The Naiad Voyages

Mark Austen

2016.11.05 - Another Small Task

Having decided to carry out only small tasks until the epoxy on the frames has cured, it only remained to chose such as task and this afternoon I decided upon hanging the rudder stock.

This entailed fitting the gudgeons and pintles to the stock and the transom as you will see from the photos below. The rudder stock required some slots cut into the sides in order to allow the fittings to be attached. This was deliberate and means that not only are the fittings held in place by screws by also by the fact that they are set into the stock.


As always, a router jig was knocked up to prevent a curvy slot and ensure a straight one.


The rudder stock slides into the the jig thus.

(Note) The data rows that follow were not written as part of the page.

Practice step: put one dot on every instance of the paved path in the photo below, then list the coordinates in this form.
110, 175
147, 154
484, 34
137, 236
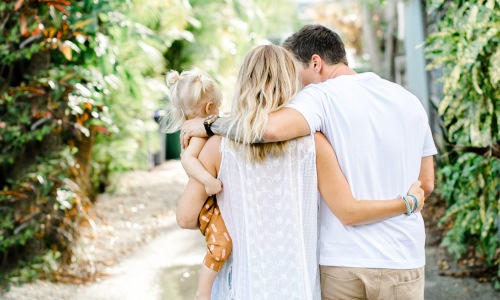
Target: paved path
166, 266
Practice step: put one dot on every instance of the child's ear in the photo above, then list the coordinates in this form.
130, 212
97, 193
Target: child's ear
209, 107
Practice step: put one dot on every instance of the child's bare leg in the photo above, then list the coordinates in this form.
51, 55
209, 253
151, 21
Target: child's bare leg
207, 278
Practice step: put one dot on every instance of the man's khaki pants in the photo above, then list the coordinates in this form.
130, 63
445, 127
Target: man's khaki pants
358, 283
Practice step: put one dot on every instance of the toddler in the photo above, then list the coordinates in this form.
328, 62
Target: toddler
195, 94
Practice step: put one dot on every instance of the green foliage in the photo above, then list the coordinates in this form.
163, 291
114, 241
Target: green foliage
44, 203
465, 47
79, 82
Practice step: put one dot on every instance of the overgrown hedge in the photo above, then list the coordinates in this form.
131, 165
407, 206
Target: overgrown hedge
464, 46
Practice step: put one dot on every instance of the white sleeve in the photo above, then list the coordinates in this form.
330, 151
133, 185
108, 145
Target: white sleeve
308, 103
429, 147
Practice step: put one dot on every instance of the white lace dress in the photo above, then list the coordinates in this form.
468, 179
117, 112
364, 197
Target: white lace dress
270, 211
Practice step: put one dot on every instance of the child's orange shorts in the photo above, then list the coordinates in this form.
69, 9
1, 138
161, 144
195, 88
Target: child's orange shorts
219, 243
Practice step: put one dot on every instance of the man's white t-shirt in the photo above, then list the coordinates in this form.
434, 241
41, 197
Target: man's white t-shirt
380, 133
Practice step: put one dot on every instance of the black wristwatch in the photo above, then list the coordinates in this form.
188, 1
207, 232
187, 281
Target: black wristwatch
208, 122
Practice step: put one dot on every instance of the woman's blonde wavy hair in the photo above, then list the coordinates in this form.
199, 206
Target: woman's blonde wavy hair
190, 91
267, 81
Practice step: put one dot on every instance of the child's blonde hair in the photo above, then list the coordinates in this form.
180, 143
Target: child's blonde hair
189, 93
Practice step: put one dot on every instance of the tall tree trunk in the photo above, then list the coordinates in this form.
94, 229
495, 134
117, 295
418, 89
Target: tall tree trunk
390, 39
370, 38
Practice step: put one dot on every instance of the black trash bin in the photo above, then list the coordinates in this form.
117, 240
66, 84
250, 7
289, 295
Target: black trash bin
173, 145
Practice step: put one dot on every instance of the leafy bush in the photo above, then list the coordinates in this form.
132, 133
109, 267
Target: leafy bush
464, 46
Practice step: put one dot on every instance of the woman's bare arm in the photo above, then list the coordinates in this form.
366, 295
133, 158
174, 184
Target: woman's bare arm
338, 196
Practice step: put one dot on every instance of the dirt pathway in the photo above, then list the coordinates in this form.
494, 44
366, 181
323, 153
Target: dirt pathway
149, 257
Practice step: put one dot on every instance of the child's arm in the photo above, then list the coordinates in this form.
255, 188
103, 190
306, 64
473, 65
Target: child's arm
194, 168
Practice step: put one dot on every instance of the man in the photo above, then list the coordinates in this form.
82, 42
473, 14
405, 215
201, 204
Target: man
383, 143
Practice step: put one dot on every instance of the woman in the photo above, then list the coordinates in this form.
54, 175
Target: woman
270, 195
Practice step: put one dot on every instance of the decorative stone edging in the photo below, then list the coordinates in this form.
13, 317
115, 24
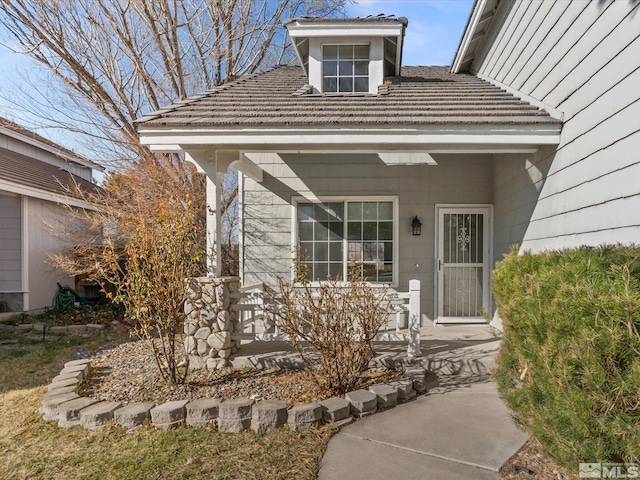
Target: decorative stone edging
62, 403
40, 327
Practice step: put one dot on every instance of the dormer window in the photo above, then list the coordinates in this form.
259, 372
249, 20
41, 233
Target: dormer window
346, 56
345, 68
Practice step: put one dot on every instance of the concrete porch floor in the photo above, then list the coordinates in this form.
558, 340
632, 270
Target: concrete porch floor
459, 430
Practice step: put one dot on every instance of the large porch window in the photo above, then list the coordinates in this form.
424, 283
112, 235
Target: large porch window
333, 235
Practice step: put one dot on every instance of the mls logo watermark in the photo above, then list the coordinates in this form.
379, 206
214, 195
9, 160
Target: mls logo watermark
609, 470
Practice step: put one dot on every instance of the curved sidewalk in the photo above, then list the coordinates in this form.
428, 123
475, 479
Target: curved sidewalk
461, 430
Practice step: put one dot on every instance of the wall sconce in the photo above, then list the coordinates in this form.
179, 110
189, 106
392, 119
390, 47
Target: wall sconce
416, 226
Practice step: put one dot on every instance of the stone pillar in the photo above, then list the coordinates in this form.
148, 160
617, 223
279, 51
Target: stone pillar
210, 321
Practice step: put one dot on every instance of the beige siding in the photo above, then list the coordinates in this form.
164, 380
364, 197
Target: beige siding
583, 60
45, 218
457, 179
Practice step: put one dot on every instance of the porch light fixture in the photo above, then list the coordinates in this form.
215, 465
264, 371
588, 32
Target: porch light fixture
416, 226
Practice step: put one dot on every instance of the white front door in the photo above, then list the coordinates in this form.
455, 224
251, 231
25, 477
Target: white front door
463, 263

And the router is set to take off a small amount of wood to make the slot.


The stock is then turned over and a slot of the same depth cut on the other side. The fitting was then offered up to see if it fitted. It did not so the depth of the router was increased a little and more taken out of the slot on both sides. The was repeated until the thing fitted.


Like this.


The second slot was cut lower down the stock but with the same router depth that the last cut made on the top slot, the width of the fittings is the same, and the lower fitting slotted into place as you can see.

The two transom fittings were carefully fitted to the transom after making sure that they were central and that the top of the rudder stock was in the correct position.


Here the rudder has been hung and the old tiller lashed in place to check the position. As you can see, the centre position is correct. Not too low to foul the poop deck and not too high to touch the mainsheet horse. So far, so good.


Here the tiller has been swung as far to starboard as possible and the tiller still does not touch anything...


...and here it is swung completely to port without touching anything. From this photo it looks as though the tiller is touching the horse...


... but you can see from this photo that it does not.


Here is the rudder stock with the temporary tiller removed. Pretty good and I can finish the rudder now that the slots have been cut in the correct place. The bronze sheet bought so long ago has to be shaped and fitted to the top of the stock to hold the tiller, the blade stop fitted to the bottom of the stock, the sheaves fitted in place and a new tiller made.